If perfect forward secrecy (PFS) is specified in the IPsec policy, a new Diffie-Hellman exchange is performed with each quick mode, providing keying material that has greater entropy (key material life) and thereby greater resistance to cryptographic attacks. Each Diffie-Hellman exchange requires large exponentiations, thereby increasing CPU use and exacting a performance cost. By default, Cisco devices do not have PFS configured.

The secure tunnels used in both phases of IPsec are based on SAs used at each IPsec endpoint. SAs describe the security parameters, such as the type of authentication and encryption that both endpoints agree to use.

Diffie-Hellman Algorithm

The Diffie-Hellman algorithm was the first public-key algorithm and is still considered one of the best. IKE uses public-key cryptography to negotiate security parameters and protect key exchanges. Specifically, the Diffie-Hellman algorithm is used in the IKE negotiations to enable the two peers to agree on a shared secret by generating the key for use. This is why you will see that the Diffie-Hellman algorithm is used several times throughout the process.

In general, here is how the algorithm works: Each peer contains a private key. The Diffie-Hellman algorithm takes that private key and generates a public key. The public key is a product of the private key, but is such that the private key cannot be deduced by knowing the public key. The peers then exchange public keys, as shown in Figure 9-10.

Figure 9-10 Diffie-Hellman Key Exchange

If Peer A wants to pass encrypted traffic to Peer B, Peer A encrypts the traffic going to Peer B with Peer B’s public key.

Peer B then uses its own private key to decrypt the message because its public key is derived from its private key. This ensures that only Peer B can decrypt the message because only Peer B knows its own private key.

This method enables a secure communications channel to be established (ISAKMP SA) so that subsequent IPsec SAs can securely exchange key information in privacy without having to use a public key algorithm to exchange their own keys every time encrypted traffic is passed. Figure 9-11 shows the various steps in ISAKMP Phase 1 and Phase 2 negotiations.

Figure 9-11 VPN Connection Establishment

Figure 9-11 illustrates that traffic is already encrypted before the end of IKE Phase 1. This provides for a secure exchange of the IPsec proposals and keys performed on behalf of IPsec in IKE Phase 2.

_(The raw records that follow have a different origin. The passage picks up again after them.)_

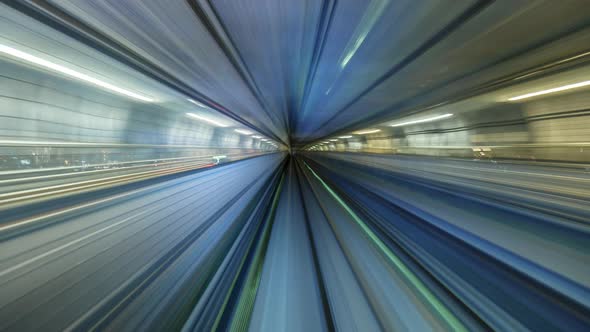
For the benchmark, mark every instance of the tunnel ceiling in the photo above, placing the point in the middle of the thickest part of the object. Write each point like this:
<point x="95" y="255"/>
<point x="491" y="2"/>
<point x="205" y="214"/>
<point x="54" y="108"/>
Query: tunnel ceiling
<point x="302" y="70"/>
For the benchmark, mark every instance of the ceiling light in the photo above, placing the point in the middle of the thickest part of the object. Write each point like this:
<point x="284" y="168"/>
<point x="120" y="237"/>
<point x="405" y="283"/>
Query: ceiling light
<point x="434" y="118"/>
<point x="544" y="92"/>
<point x="243" y="132"/>
<point x="368" y="131"/>
<point x="213" y="122"/>
<point x="70" y="72"/>
<point x="197" y="103"/>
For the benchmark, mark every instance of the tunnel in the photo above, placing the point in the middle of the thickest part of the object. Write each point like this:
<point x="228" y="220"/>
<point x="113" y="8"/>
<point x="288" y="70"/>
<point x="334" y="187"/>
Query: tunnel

In addition to providing a secure mechanism for key exchange and managing IPsec SAs, ISAKMP also provides several other important functions. ISAKMP can be configured to set IPsec SA lifetimes, which enables more control over how often keys are exchanged. It also enables keys to change during communication without removing and re-creating the IPsec SAs. With standalone IPsec, if keys are to change during communication, existing SAs are “torn down” and rebuilt with the new keys. Because ISAKMP negotiates SAs for IPsec and protects them with its own SA, keys can be changed on-the-fly without re-creating SA negotiations. This provides a substantial advantage over IPsec alone. ISAKMP also enables dynamic authentication of peers and data integrity checks via the use of one-way hash algorithms.